- Presented by: Georges Beller;
- Country of origin: France
- Original language: French
- No. of series: 1
- No. of episodes: 104

Production
- Running time: 30 minutes

Original release
- Network: Antenne 2
- Release: 19 September 1990 – 31 August 1991

= Le Chevalier Du Labyrinthe =

French TV gameshow

Le Chevalier du labyrinthe (French for The Knight of the Labyrinth) is a French game show that aired for 104 episodes from 1990-1991 on Antenne 2. It was based on the British TV show Knightmare.

==Gameplay==
Each episode would feature a team of four children (referred as knights). At the beginning of the game one member of the team would wear a helmet which blocked their vision. That child would then be sent into the labyrinth, a computer-generated maze made by Chromakey technology. The other three teammates acted guides, telling the child in the labyrinth what to do. Contestants would solve puzzles and riddles given by the labyrinth's various characters while accumulating knowledge for the final stage of the game. In the final stage the Knight in the labyrinth would remove their helmet and solve one last puzzle, against a time limit (represented by a bomb fuse). If solved, the contestant could release an enchanted sword and the team would receive a prize (during the first year, a Master System).

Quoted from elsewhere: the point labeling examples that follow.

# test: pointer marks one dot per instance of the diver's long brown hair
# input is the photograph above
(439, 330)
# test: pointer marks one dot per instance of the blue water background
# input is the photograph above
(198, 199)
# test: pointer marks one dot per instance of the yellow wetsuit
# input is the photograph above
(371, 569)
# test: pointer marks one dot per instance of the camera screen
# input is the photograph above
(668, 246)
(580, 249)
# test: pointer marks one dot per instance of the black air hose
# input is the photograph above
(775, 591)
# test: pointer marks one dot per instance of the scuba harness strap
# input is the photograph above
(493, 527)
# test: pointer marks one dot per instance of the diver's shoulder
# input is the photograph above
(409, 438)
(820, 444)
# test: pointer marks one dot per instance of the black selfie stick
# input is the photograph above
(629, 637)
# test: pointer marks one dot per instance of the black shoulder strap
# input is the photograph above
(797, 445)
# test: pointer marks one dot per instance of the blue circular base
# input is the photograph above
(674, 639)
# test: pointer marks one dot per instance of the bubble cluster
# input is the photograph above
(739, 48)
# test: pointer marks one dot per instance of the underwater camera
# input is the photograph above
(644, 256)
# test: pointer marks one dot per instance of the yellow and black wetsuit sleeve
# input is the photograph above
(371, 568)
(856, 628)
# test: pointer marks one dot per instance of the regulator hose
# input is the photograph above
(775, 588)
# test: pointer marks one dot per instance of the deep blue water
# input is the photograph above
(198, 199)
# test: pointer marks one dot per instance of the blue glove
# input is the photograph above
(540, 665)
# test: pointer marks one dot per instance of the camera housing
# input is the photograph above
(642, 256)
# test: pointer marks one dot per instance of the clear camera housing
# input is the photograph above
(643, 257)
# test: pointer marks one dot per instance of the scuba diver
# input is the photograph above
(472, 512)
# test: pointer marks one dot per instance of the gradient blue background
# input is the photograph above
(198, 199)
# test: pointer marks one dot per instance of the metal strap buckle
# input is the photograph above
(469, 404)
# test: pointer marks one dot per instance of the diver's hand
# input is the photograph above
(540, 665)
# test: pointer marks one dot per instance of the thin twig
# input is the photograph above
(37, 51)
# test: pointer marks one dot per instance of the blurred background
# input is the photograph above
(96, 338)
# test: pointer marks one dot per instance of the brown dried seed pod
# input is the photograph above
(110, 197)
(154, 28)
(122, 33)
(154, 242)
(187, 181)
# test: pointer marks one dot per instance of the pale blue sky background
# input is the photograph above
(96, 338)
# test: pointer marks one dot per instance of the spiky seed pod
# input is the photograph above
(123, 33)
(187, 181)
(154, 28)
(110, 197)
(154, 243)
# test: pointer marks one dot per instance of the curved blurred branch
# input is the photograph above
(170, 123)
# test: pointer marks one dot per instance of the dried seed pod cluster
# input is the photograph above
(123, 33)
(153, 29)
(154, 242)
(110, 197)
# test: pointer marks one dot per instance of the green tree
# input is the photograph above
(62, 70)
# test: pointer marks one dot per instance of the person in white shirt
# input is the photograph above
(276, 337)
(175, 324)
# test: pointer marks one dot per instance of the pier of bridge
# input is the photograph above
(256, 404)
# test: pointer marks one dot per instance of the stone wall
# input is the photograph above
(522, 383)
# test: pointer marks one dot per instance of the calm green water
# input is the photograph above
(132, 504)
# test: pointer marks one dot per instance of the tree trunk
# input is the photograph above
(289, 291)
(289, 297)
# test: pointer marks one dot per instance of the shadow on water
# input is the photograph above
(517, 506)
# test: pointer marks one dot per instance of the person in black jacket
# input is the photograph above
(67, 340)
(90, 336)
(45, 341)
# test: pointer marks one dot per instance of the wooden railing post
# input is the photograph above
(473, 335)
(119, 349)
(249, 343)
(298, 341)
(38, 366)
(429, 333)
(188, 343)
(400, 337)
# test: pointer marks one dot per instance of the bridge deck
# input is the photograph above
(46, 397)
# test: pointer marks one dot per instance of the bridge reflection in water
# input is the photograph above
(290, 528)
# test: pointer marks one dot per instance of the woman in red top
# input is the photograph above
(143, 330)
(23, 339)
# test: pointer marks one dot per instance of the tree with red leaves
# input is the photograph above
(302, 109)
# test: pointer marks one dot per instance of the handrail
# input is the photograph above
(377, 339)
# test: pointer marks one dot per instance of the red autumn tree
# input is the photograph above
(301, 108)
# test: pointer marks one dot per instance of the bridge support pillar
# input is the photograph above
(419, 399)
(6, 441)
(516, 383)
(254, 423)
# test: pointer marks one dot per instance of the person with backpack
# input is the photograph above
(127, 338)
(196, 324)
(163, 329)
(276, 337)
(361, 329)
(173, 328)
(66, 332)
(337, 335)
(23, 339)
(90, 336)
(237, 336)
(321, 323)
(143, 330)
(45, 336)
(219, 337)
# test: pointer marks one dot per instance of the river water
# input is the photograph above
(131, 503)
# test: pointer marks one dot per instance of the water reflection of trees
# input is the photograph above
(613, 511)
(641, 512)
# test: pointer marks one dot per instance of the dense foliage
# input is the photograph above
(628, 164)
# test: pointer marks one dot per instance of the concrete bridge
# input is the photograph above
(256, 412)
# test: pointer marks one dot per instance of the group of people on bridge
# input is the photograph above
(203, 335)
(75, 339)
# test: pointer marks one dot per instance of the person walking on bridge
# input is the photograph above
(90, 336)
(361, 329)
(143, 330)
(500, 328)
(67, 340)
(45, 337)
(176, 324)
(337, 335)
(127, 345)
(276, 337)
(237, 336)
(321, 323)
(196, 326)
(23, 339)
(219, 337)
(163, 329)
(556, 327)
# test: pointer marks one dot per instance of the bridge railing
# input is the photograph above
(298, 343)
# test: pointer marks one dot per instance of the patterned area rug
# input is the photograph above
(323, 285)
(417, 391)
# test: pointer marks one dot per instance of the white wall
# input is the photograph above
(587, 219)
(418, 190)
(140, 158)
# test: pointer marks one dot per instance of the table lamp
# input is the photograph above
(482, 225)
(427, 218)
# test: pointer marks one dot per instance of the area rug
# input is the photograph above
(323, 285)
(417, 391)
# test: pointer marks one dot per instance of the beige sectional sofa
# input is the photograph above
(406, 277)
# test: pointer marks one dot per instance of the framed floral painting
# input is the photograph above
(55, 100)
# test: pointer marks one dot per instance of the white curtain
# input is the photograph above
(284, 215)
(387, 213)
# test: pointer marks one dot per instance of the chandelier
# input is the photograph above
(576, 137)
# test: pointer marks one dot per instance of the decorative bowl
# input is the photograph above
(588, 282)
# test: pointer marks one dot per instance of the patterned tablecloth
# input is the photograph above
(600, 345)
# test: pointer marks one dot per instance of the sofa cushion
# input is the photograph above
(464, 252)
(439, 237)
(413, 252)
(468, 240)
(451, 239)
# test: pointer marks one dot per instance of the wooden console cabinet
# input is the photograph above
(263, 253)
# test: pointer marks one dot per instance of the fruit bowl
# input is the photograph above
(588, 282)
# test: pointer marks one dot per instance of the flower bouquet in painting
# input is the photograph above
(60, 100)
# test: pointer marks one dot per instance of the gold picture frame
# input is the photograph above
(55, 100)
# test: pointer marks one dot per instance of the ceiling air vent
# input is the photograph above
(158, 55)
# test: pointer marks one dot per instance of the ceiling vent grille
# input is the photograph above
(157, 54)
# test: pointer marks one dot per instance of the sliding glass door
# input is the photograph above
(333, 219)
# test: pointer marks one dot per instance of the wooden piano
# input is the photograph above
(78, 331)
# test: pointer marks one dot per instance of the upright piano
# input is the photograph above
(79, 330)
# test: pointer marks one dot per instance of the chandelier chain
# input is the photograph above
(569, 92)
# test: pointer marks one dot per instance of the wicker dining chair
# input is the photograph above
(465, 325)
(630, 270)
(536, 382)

If the contestant made a mistake, such as walking into a virtual flame, they would "die". Then another member of the team would enter the labyrinth, wearing the helmet. If three members of the team "died", the team would lose.

==The Prizes==
A Sega games console and a Chevalier du Labyrinthe board game.

==The Characters==
- Le Maître du Château - The host of the show, whose name means "The Master of the Castle". He would occasionally give the team some advice. He was played by Georges Beller.
- Merlin- A wizard. He is the person that takes the teammates to the final challenge. But only if they answer two questions. He was played by René Lafleur.
- Crom- A monster who lived in the walls. He asked questions to the knights. Voiced by René Lafleur
- Laelith- The female version of Crom. Voiced by Chantal Garrigues.
- Mandragore- A witch, played by Chantal Garrigues.
- Tharock- An evil wizard. He hates Merlin and the Knights. He was played by René Lafleur
- Bouffon- A jester, played by Lionel Muzin.
- Iselle - a princess. She was Played by Véronique Moëst in season one, and Marine Jolivet in season two.
- Velda- A warrior who was also played by Véronique Moëst in season one, and Marine Jolivet in season two.
- Le corbeau - A crow who asked the knights riddles, voiced by Lionel Muzin.
- Tasdos- A skeleton, played by Lionel Muzin.
- Morgane- A fairy. She lets the team see Merlin, if they could correctly answer her questions. She was Played by Véronique Moëst in season one, and Marine Jolivet in season two.

==Merchandise==
Milton Bradley made a board game based on the series. An EP that featured music from the show was released.